Но и это ещё не всё. Как представляется, вооружённые конфликты нового времени будут сопровождаться формированием локальных «виртуальных реальностей» для обеспечения не только политического преимущества, но и с целью управления социальными настроениями как в своей стране, так и на других территориях.
Современный уровень развития информационных технологий, особенно учитывая постепенное ослабление глобальной информационной проницаемости, вполне позволяет этого добиться, что и доказал «идлибский гамбит» Эрдогана. И наконец, определяющим фактором экономической «цены» конфликта, что напрямую связано с отсутствием чёткой границы между «миром» и «войной», станет невозможность перевода экономики и социальной системы в режим «военного времени» в классическом понимании этого термина.
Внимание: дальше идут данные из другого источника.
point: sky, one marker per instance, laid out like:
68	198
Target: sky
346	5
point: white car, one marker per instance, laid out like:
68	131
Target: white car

Поэтому целесообразность продолжения боевых действий в первую очередь будет определяться экономическими факторами, а не политическими критериями.
Если эти предположения хотя бы частично подтвердятся, война превратится в некую гибридную систему, где социально-информационные аспекты противоборства будут не менее важны, чем военные. И России стоит крайне внимательно оценить свою способность эффективно действовать в такой стратегически «флюидной» системе. Пусть генералы наших вероятных противников готовятся к прошедшим войнам, мы такой роскоши позволить себе не можем.